ANPR. The TSR at present exempts phone calls between a telemarketer and “any enterprise to induce the acquisition of products or companies or a charitable contribution by the enterprise,” often known as the B2B exception. The B2B exception doesn’t apply to calls to market the retail sale of nondurable workplace or cleansing provides.
Within the ANPR, the FTC seeks touch upon whether or not (1) the B2B exemption ought to be repealed in its entirety, (2) the exemption ought to be partially repealed in order that solely particular provisions of the TSR would apply to B2B telemarketing, or (3) the exemption ought to be partially repealed in order that the TSR applies to a subset of B2B telemarketing based mostly on, for instance, the actual good or service supplied on the market. To clarify why an growth of TSR protection to B2B telemarketing calls could also be warranted, the FTC factors to adjustments within the digital market which have led to extra misleading advertising schemes focusing on small companies. It additionally factors to the escalating probability that B2B telemarketing advertising calls will impinge on the privateness of a client’s dwelling because of extra folks working from dwelling.

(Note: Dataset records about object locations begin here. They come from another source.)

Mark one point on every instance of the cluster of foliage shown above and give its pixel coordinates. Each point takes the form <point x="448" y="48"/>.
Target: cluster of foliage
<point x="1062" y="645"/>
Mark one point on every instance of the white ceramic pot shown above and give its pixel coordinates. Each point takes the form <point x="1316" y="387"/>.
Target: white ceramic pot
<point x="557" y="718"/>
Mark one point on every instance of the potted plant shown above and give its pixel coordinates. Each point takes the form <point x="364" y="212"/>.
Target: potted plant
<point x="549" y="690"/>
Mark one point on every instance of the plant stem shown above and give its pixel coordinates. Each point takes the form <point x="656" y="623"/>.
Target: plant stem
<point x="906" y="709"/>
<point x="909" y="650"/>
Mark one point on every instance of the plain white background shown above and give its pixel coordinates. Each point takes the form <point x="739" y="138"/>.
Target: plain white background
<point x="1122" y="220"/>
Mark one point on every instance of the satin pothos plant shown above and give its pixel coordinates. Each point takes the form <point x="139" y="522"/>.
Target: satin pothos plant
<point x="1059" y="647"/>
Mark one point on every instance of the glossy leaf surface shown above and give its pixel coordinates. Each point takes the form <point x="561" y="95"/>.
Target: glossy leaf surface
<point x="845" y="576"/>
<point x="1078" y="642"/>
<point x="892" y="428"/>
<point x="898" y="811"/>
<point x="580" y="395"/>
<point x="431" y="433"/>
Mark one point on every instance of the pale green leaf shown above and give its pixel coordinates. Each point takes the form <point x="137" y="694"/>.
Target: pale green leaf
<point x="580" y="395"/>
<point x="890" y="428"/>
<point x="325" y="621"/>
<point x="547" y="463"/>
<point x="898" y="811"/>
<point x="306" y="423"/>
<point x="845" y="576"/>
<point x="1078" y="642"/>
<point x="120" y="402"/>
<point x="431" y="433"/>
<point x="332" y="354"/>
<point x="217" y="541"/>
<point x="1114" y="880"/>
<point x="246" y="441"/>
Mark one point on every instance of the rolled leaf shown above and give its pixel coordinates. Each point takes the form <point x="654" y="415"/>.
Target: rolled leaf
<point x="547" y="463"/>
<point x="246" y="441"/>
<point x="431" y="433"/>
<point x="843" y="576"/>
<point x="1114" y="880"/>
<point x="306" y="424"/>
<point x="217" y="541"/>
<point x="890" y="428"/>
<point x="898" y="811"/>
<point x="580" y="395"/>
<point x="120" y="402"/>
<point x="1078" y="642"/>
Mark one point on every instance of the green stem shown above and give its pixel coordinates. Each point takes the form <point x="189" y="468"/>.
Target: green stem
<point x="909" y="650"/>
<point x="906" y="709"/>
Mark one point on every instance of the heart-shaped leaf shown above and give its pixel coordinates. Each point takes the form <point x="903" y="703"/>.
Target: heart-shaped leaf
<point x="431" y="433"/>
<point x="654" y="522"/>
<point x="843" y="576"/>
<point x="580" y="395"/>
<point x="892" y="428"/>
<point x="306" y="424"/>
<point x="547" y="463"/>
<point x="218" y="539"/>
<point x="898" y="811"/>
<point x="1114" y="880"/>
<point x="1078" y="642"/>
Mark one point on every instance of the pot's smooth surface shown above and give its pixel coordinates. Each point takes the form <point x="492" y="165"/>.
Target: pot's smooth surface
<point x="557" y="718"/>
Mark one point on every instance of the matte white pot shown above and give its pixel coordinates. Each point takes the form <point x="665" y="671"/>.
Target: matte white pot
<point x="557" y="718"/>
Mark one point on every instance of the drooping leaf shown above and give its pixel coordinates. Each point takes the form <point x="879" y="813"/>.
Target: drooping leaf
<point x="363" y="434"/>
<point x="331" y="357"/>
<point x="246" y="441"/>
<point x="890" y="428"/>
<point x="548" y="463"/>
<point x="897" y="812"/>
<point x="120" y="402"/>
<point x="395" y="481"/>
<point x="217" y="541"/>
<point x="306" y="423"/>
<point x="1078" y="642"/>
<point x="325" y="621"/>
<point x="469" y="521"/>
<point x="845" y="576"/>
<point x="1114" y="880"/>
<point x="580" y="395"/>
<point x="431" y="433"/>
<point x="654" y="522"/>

The ANPR features a collection of questions in regards to the potential advantages to folks and companies from repealing the B2B exception and a collection of questions in regards to the potential burden to telemarketers and sellers from repealing the exception.
The opposite two points on which the FTC seeks remark within the ANPR are:
- Whether or not the FTC ought to (1) add tech assist companies to the record of products or companies to which the inbound telemarketing exemptions don’t apply, (2) repeal the exemption just for normal media commercials that induce inbound telemarketing of tech assist companies however retain the exemption for junk mail solicitation, or (3) repeal the exemption in its entirety topic to an exemption for sellers who manufacture the pc at difficulty and with whom the buyer has an ongoing enterprise relationship. (The TSR typically exempts inbound calls responding to media promoting, with some particular exemptions.)
- Whether or not the TSR ought to require negative-option sellers to offer shoppers with reminders of adverse choice packages and easy cancellation strategies.
For every of those two points, the ANPR features a collection of questions.
NPR. Within the NPR, the FTC proposes the next revisions to the TSR:
- Requiring sellers and telemarketers to retain the next new classes of data: (1) a duplicate of every distinctive recorded message, (2) name element data of telemarketing campaigns, (3) data adequate to point out {that a} vendor has a longtime enterprise relationship with a client, (4) data adequate to point out a client is a earlier donor to a selected charitable group, (5) data of the service suppliers {that a} telemarketer makes use of to ship outbound calls, (6) data of a vendor or charitable group’s entity-specific do-not-call registries, and (7) data of the FTC’s Do-Not- Name Registry that had been used to make sure compliance with the TSR.
- Modifications of present recordkeeping necessities, together with altering the time interval that sellers and telemarketers should maintain data from two years to 5 years, and clarifying that the failure to maintain every document required by the TSR is a separate violation of the TSR.
- Narrowing the B2B exception to require B2B telemarketing calls to adjust to the TSR provisions that prohibit misrepresentations and false or deceptive statements.
- The addition of a definition for the time period “earlier donor” and a number of other corrections.